Plusieurs partis d’opposition tunisiens ont vivement critiqué la décision des autorités d’expulser l’ambassadeur syrien, jugée « précipitée » et rompant avec la prudence habituelle de la diplomatie tunisienne.
L’un des principaux parti d’opposition, le Parti démocrate progressiste
(PDP) s’est étonné dans un communiqué de « ce pas inhabituel aux traditions de
la diplomatie tunisienne ».
Il a invité le pouvoir exécutif « à consulter toutes les forces nationales
avant de prendre des décisions pouvant compromettre, de par leur importance,
lavenir des relations arabes et internationales avec les autres pays ».
Tout en soulignant « son soutien inconditionnel au peuple syrien », le parti
de gauche Ettajdid a fustigé pour sa part une décision « précipitée » et
« irréfléchie », estimant qu’elle ôtait « toute marge de manoeuvre nécessaire
pour résoudre le problème syrien sans intervention militaire ».
« Décision hâtive et première dangereuse dans l’histoire de la diplomatie
tunisienne », a dénoncé le Parti national tunisien, rassemblant des formations
centristes.
Les partis d’opposition se sont également inquiétés des répercussions
éventuelles d’une telle décision sur les Tunisiens installés en Syrie.
La décision d’expulser l’ambassadeur « tranche net avec les constantes de la
diplomatie tunisienne, plutôt réservée, médiane et modérée », soulignait lundi
un éditorial dans le quotidien La Presse.

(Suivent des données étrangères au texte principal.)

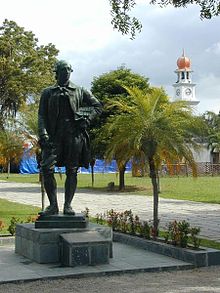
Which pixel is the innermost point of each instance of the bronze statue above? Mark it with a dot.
(62, 134)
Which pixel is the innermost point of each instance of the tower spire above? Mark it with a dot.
(184, 88)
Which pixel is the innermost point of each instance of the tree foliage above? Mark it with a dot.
(212, 121)
(130, 25)
(108, 88)
(25, 67)
(153, 129)
(11, 147)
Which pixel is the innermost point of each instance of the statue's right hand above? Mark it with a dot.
(44, 141)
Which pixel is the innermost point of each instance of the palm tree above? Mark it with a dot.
(11, 148)
(153, 129)
(212, 121)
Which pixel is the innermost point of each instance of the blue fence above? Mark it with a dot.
(28, 165)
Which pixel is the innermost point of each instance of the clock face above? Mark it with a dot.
(188, 91)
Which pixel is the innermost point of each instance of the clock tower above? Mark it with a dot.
(184, 89)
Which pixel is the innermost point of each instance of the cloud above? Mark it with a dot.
(82, 31)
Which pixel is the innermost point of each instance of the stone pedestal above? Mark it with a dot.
(43, 245)
(61, 221)
(87, 248)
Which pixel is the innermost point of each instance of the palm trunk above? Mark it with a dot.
(9, 168)
(92, 164)
(153, 176)
(122, 169)
(42, 190)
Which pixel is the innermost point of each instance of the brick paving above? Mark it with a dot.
(204, 215)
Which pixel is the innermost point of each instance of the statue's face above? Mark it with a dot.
(63, 74)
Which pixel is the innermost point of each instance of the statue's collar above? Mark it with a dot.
(69, 86)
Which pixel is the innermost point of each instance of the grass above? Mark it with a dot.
(202, 189)
(23, 212)
(10, 209)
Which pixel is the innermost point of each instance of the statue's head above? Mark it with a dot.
(63, 70)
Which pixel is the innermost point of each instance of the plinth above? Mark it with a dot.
(46, 245)
(61, 221)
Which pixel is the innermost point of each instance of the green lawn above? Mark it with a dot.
(10, 209)
(203, 189)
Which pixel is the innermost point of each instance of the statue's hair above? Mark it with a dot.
(60, 64)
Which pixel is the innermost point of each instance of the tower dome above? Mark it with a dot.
(183, 62)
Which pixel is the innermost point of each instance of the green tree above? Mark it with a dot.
(11, 147)
(109, 87)
(153, 129)
(212, 121)
(129, 25)
(25, 67)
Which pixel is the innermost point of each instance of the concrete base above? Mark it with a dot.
(44, 245)
(61, 221)
(87, 248)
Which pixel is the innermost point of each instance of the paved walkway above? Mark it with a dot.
(126, 259)
(206, 216)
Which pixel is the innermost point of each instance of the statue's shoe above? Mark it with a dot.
(68, 211)
(51, 210)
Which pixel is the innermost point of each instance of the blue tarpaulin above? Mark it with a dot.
(28, 165)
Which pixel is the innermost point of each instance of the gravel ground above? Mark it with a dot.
(197, 280)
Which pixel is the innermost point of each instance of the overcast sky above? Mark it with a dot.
(82, 32)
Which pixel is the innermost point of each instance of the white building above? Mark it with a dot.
(185, 90)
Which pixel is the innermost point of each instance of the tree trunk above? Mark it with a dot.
(92, 164)
(42, 190)
(153, 176)
(9, 168)
(122, 169)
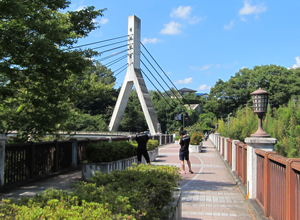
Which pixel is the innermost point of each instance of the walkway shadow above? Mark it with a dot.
(202, 186)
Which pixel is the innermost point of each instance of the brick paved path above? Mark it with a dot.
(209, 193)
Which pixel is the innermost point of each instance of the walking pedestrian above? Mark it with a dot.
(184, 143)
(142, 140)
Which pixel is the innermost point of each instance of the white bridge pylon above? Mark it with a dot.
(134, 76)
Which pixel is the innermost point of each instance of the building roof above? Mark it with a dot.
(200, 94)
(186, 90)
(191, 106)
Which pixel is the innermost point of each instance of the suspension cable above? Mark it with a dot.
(113, 49)
(159, 74)
(157, 81)
(162, 71)
(109, 44)
(156, 89)
(97, 42)
(115, 54)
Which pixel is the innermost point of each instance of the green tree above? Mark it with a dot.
(36, 67)
(227, 97)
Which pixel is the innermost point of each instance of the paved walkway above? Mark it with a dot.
(209, 193)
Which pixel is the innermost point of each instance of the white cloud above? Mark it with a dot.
(184, 12)
(184, 81)
(204, 87)
(229, 26)
(80, 7)
(205, 67)
(181, 12)
(194, 20)
(103, 21)
(297, 65)
(172, 28)
(150, 40)
(252, 9)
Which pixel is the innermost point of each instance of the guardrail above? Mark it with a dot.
(277, 177)
(30, 161)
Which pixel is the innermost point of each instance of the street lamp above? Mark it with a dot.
(260, 103)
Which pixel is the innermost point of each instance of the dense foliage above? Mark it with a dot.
(282, 123)
(280, 82)
(139, 192)
(37, 70)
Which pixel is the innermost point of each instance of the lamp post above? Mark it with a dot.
(260, 103)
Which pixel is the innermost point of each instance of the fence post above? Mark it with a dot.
(217, 140)
(266, 144)
(226, 149)
(56, 156)
(290, 189)
(3, 138)
(267, 183)
(233, 157)
(74, 152)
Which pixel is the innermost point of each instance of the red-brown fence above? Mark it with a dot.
(241, 161)
(277, 180)
(229, 152)
(223, 147)
(278, 187)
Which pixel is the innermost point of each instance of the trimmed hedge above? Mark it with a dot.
(151, 145)
(139, 192)
(107, 152)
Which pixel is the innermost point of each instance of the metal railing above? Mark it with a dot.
(277, 178)
(34, 160)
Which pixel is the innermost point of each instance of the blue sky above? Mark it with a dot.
(198, 42)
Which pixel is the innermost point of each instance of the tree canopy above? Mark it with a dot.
(37, 66)
(280, 82)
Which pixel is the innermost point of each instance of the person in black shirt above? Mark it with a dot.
(142, 140)
(184, 143)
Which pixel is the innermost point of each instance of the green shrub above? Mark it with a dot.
(139, 192)
(196, 138)
(59, 209)
(107, 152)
(151, 145)
(148, 188)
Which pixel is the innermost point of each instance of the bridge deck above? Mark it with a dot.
(209, 193)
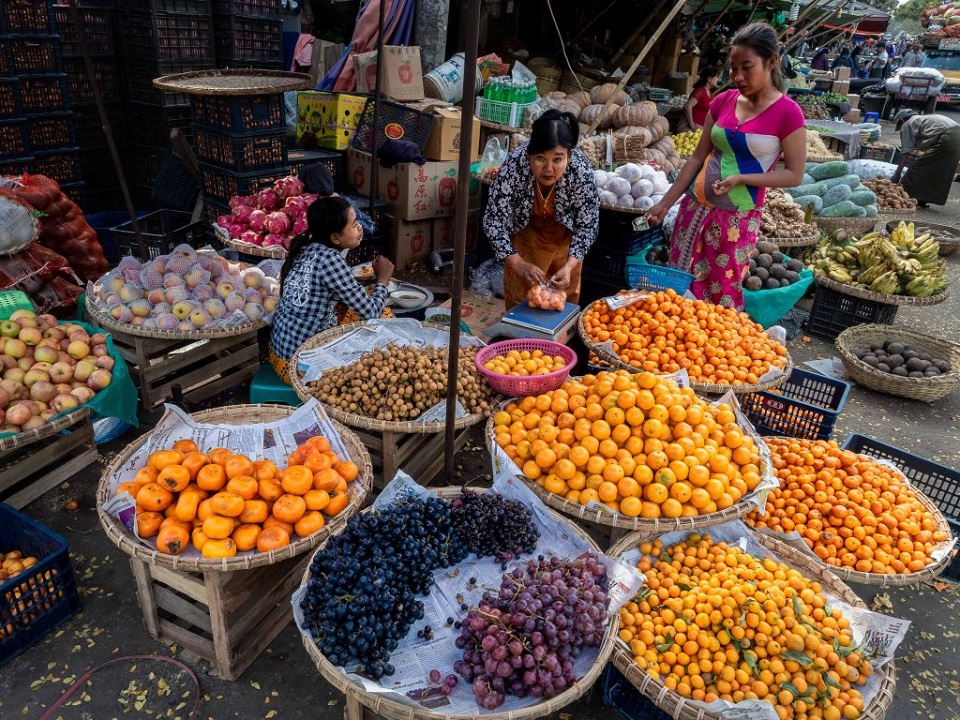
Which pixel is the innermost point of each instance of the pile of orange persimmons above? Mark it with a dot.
(222, 503)
(665, 332)
(716, 623)
(853, 512)
(637, 442)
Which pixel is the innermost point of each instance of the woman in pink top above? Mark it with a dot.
(746, 132)
(698, 104)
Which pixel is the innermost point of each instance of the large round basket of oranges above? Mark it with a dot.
(717, 622)
(858, 517)
(662, 332)
(209, 509)
(634, 450)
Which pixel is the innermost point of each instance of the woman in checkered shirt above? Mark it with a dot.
(315, 277)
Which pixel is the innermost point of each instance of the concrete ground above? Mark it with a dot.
(283, 682)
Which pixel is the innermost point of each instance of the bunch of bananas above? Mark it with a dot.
(901, 264)
(686, 142)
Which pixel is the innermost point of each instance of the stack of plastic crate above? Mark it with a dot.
(97, 27)
(36, 126)
(248, 33)
(160, 37)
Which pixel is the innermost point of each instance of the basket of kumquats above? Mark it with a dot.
(855, 515)
(728, 617)
(525, 366)
(634, 450)
(200, 493)
(662, 332)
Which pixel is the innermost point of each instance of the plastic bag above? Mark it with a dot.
(546, 298)
(487, 280)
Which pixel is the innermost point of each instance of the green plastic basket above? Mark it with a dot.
(13, 300)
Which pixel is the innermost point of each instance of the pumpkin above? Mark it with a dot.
(599, 94)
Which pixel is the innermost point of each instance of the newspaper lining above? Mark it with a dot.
(415, 657)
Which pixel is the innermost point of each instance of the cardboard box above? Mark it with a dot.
(401, 74)
(477, 313)
(444, 140)
(331, 117)
(420, 192)
(410, 242)
(358, 170)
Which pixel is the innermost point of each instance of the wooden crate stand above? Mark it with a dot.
(29, 468)
(228, 618)
(196, 369)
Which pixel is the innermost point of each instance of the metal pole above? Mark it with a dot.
(105, 124)
(460, 230)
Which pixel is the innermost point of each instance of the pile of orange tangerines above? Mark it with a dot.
(222, 503)
(636, 442)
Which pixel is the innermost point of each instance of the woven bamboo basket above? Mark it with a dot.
(885, 298)
(853, 226)
(28, 437)
(607, 354)
(684, 709)
(946, 235)
(106, 322)
(926, 389)
(360, 421)
(234, 415)
(386, 707)
(601, 515)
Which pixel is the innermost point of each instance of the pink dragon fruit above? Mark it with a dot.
(288, 186)
(256, 220)
(277, 223)
(268, 199)
(252, 237)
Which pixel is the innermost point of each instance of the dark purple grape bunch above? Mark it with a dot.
(524, 640)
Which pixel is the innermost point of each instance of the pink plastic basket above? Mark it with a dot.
(522, 385)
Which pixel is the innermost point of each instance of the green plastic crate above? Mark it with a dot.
(13, 300)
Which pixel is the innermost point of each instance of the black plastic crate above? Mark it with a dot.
(62, 165)
(161, 231)
(219, 185)
(98, 31)
(89, 127)
(394, 121)
(43, 93)
(27, 17)
(16, 166)
(14, 141)
(196, 7)
(805, 406)
(615, 231)
(141, 74)
(938, 482)
(244, 114)
(107, 71)
(264, 151)
(34, 54)
(51, 131)
(239, 39)
(834, 312)
(299, 159)
(247, 8)
(167, 36)
(9, 98)
(42, 596)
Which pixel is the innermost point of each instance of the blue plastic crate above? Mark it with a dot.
(625, 700)
(805, 406)
(938, 482)
(43, 596)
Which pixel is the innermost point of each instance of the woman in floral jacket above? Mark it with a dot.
(543, 210)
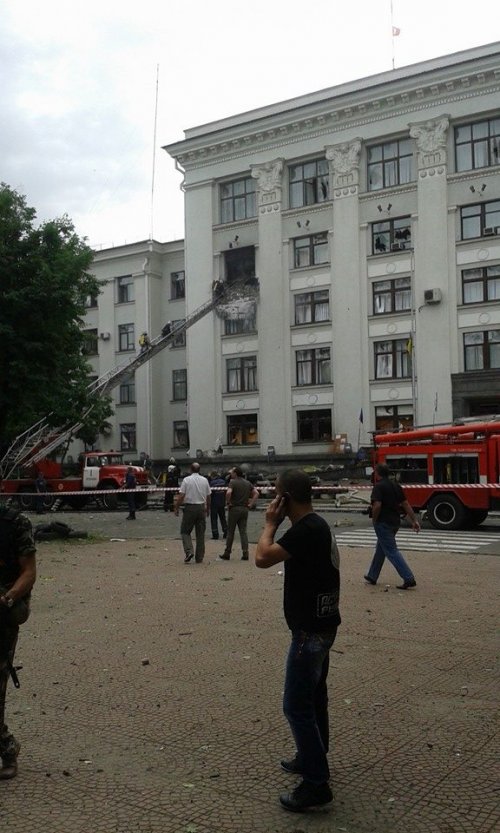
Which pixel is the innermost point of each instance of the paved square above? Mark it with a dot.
(151, 697)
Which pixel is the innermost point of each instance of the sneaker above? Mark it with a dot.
(306, 796)
(9, 762)
(292, 766)
(406, 584)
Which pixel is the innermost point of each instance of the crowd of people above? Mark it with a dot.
(311, 561)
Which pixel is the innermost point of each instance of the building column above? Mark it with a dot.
(274, 316)
(347, 324)
(431, 339)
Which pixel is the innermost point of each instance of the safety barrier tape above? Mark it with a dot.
(60, 492)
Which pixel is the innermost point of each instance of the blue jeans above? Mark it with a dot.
(305, 701)
(387, 548)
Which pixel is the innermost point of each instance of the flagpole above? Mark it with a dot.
(154, 155)
(392, 35)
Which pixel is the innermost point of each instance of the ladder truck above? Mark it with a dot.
(101, 472)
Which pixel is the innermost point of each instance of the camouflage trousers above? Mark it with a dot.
(8, 743)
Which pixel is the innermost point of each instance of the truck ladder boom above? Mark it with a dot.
(41, 439)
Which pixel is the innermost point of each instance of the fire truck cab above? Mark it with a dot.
(451, 472)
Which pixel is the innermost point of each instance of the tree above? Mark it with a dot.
(44, 284)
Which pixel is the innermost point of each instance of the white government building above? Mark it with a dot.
(370, 214)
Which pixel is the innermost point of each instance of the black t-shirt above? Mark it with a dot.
(312, 577)
(391, 495)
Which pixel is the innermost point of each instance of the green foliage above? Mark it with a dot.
(44, 284)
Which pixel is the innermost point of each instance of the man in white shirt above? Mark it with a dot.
(194, 496)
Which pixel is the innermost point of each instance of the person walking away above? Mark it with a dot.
(388, 501)
(41, 489)
(311, 607)
(17, 577)
(144, 342)
(240, 497)
(194, 496)
(171, 482)
(130, 483)
(218, 505)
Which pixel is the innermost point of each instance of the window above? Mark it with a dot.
(309, 183)
(241, 374)
(393, 417)
(391, 296)
(127, 391)
(481, 284)
(391, 235)
(393, 359)
(242, 430)
(181, 434)
(239, 263)
(310, 251)
(126, 337)
(90, 301)
(312, 307)
(127, 436)
(240, 324)
(179, 385)
(482, 350)
(237, 200)
(178, 340)
(389, 164)
(477, 145)
(177, 285)
(125, 289)
(90, 343)
(480, 220)
(314, 426)
(313, 366)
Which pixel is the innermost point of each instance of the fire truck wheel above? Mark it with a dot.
(446, 512)
(476, 517)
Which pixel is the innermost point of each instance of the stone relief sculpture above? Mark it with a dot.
(268, 174)
(344, 157)
(430, 135)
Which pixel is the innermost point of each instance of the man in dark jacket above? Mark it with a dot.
(218, 505)
(388, 501)
(17, 577)
(240, 497)
(311, 607)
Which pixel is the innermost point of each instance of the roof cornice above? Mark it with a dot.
(407, 90)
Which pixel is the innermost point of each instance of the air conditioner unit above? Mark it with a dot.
(432, 296)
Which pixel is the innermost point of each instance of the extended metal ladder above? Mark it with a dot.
(41, 438)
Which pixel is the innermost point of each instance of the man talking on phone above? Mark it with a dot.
(311, 607)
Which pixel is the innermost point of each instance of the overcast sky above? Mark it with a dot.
(79, 87)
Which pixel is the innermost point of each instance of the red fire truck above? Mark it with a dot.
(96, 471)
(452, 472)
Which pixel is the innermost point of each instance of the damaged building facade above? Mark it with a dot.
(369, 214)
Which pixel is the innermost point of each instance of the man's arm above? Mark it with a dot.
(254, 496)
(268, 553)
(376, 507)
(411, 515)
(25, 580)
(179, 500)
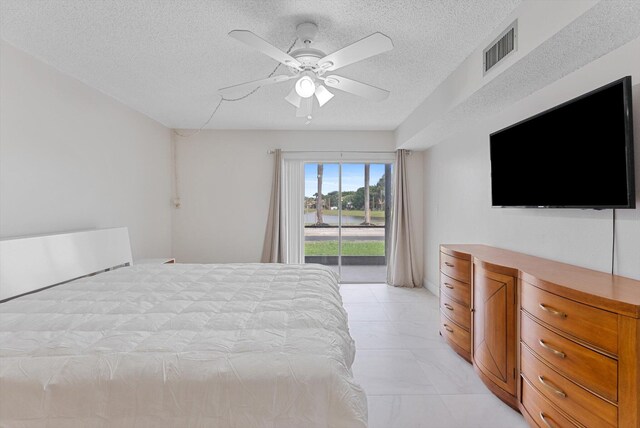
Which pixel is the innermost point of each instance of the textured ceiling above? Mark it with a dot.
(166, 59)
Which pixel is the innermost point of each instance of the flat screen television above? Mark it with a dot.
(576, 155)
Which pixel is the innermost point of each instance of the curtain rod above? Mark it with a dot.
(336, 151)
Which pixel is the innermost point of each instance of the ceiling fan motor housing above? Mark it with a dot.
(307, 32)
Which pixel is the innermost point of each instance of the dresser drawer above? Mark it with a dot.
(580, 364)
(455, 289)
(455, 311)
(455, 334)
(541, 411)
(455, 268)
(577, 402)
(581, 321)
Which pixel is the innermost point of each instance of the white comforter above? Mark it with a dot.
(234, 345)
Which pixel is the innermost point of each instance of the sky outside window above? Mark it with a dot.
(352, 177)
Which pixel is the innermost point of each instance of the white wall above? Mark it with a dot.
(457, 188)
(74, 158)
(225, 184)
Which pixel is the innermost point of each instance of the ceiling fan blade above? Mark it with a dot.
(250, 39)
(356, 88)
(372, 45)
(293, 98)
(255, 84)
(306, 107)
(323, 95)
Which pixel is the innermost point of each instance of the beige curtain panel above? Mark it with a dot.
(272, 249)
(402, 268)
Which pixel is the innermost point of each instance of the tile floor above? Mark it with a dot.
(412, 378)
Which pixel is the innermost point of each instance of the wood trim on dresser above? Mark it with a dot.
(589, 318)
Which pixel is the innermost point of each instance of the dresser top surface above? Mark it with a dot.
(611, 292)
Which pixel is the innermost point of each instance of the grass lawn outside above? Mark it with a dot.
(349, 248)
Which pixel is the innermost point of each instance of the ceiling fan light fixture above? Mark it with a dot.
(293, 98)
(305, 87)
(323, 95)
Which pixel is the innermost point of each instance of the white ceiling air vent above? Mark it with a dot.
(501, 47)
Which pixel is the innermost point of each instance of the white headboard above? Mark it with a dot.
(34, 262)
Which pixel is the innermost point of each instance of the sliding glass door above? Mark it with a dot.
(346, 207)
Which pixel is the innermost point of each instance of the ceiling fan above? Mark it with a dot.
(311, 68)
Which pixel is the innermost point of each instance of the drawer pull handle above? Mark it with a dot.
(552, 387)
(555, 351)
(544, 419)
(552, 311)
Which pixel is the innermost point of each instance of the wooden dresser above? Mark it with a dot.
(559, 342)
(455, 300)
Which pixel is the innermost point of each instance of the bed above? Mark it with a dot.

La présidence tunisienne a annoncé samedi avoir entamé les procédures « en
vue d’expulser l’ambassadeur de Syrie », suite aux bombardements vendredi sur
la ville de Homs, qui ont fait plus de 230 morts, selon des militants des
droits de l’homme.
« Cette décision d’expulsion est définitive et sans retour et elle a été
prise sans l’influence de personne, ni sous pression américaine ou européenne
ou arabe », a martelé lundi le ministre des Droits de l’Homme et porte-parole
du gouvernement Samir Dilou lors d’un point de presse.
« Nos relations avec les autres pays se basent sur des principes qu’on ne
peut pas ignorer, la Tunisie après sa révolution ne peut pas garder des liens
avec un régime qui tue son peuple, qui arrache la gorge d’un chanteur et qui
brise les os d’un peintre », a-t-il affirmé.
« Ce qui nous intéresse c’est le peuple syrien et non le régime qui tue
maintenant les gens par centaines », a ajouté M. Dilou.
La veille, le Premier ministre tunisien Hamadi Jebali avait appelé tous les
pays à expulser les ambassadeurs de Syrie pour protester contre la répression
sanglante menée par le régime de Bachar al Assad.